Representations¶
What you call predict() on is rarely the raw quantity — each emulator targets
the most learnable representation and reconstructs the physical quantity on the
way out. Knowing the representation explains the accuracy behaviour and the
caveats.
ΛCDM¶
| Property | Emulated target | Reconstruction |
|---|---|---|
hmf |
weighted-PCA + per-component GP on n(>M) | direct |
pk_mm |
boost over EH98 linear theory | low-k limb anchored to P_lin below k = 0.03 h/Mpc, blended to fully-emulated by 0.1 |
xi_mm |
EH98 ξ_lin + emulated Δξ | signed sum; ξ crosses zero near the BAO |
b_cum |
peak-height b(ν) polynomial + residual GP | Tinker-2010 anchored above log₁₀M = 14 |
vel_* |
per-moment transformed central moment | see Velocity |
Per-moment velocity transform¶
The velocity moments span a huge dynamic range and some change sign, so each is emulated under a per-moment transform:
- log for the strictly positive moments (
c20,c02,c40,c04,c22); - arcsinh (sign-preserving) for the signed moments (
m10,c12,c30).
This is the single change that brought the high-order moments from interior-LOO
χ ≈ 3–9 down to ≈ 0.4–0.7. The transform lives in core/emulator.py
(PCAGPEmulator/PerBinGPEmulator, backward-compatible via a getattr fallback
for old pickles).
f(R) — seed-paired boosts¶
The 64 f(R) design models reuse the same five initial-condition seeds as their ΛCDM twins.

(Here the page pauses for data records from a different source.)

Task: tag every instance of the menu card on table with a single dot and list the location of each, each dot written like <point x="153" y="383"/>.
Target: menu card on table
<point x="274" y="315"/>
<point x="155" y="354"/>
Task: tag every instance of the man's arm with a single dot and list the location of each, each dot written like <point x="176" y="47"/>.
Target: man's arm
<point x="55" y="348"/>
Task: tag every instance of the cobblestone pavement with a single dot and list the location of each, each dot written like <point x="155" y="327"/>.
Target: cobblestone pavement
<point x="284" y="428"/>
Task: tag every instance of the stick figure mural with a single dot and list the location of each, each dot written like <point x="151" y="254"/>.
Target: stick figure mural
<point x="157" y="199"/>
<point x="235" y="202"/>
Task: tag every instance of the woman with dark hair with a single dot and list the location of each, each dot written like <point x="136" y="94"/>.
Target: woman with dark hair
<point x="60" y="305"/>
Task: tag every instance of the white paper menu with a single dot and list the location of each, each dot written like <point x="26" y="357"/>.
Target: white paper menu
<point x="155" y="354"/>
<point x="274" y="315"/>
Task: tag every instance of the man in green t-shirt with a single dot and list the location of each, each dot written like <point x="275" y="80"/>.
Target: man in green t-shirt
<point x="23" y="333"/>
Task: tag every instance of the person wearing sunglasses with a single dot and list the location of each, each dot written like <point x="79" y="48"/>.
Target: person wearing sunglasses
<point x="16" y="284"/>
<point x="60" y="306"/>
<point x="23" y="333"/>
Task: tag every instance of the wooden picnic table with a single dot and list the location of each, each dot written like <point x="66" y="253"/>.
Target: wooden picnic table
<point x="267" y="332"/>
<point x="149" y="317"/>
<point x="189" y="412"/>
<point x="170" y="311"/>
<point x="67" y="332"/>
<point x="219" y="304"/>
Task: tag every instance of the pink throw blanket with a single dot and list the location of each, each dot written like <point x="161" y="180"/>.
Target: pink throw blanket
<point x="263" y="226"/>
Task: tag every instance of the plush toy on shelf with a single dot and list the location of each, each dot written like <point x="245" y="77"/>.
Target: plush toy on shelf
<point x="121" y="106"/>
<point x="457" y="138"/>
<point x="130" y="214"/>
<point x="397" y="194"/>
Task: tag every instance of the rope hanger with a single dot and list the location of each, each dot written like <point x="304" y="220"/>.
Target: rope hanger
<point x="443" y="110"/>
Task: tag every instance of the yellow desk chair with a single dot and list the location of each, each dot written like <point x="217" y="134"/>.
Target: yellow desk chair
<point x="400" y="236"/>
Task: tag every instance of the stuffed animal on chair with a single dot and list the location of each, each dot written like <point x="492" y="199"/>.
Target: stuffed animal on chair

Differencing the matched-seed pair cancels most of the cosmic variance, so the f(R) artifacts emulate the modified-gravity boost, not the absolute quantity, and compose it onto the pinned ΛCDM artifact:
| Property | Boost form | Class |
|---|---|---|
hmf |
multiplicative ratio | MGBoostEmulator |
pk_mm |
multiplicative ratio | MGBoostEmulator |
xi_mm |
additive Δξ (ξ crosses zero) | MGBoostEmulator |
vel_* (7 of 8) |
additive δ (moments cross zero), arcsinh | VelMomentBoostEmulator |
vel_m10 |
direct 5-parameter GP | VelMomentEmulator |
b_cum |
direct 5-parameter peak-height GP | PeakHeightEmulator |
The boost artifact embeds and pins the sha256 of its ΛCDM base, so a base
retrain forces re-pin. Whether each property prefers the boost or a direct
5-parameter GP was decided empirically (fRn1_boost_evidence.py,
velocity_frn1_evidence.py): the boost wins where the seed-pairing cancels
variance, the direct GP wins where the target is intrinsically smooth in θ
(b_cum, m10).
Why m10 and b_cum go direct
The mean infall m10 and the cumulative bias b_cum are smooth, high-S/N
functions of θ; the seed-paired difference adds noise without cancelling
much, so the direct five-parameter GP wins.
Anchoring and masks¶
pk_mmlow-k anchor closes the frozen-seed offset (below) on large scales by tying the boost to linear theory.- ξ / ξ_hh have no working large-scale anchor — an r-space anchor and a Hankel-of-anchored-P(k) hybrid were both tested and rejected (they degrade the BAO). The frozen-seed offset therefore remains open there; see Caveats.
- ξ fractional error is meaningless where |ξ| < 0.01 (the BAO zero crossing); the suite masks there and quotes χ vs the across-box SEM instead.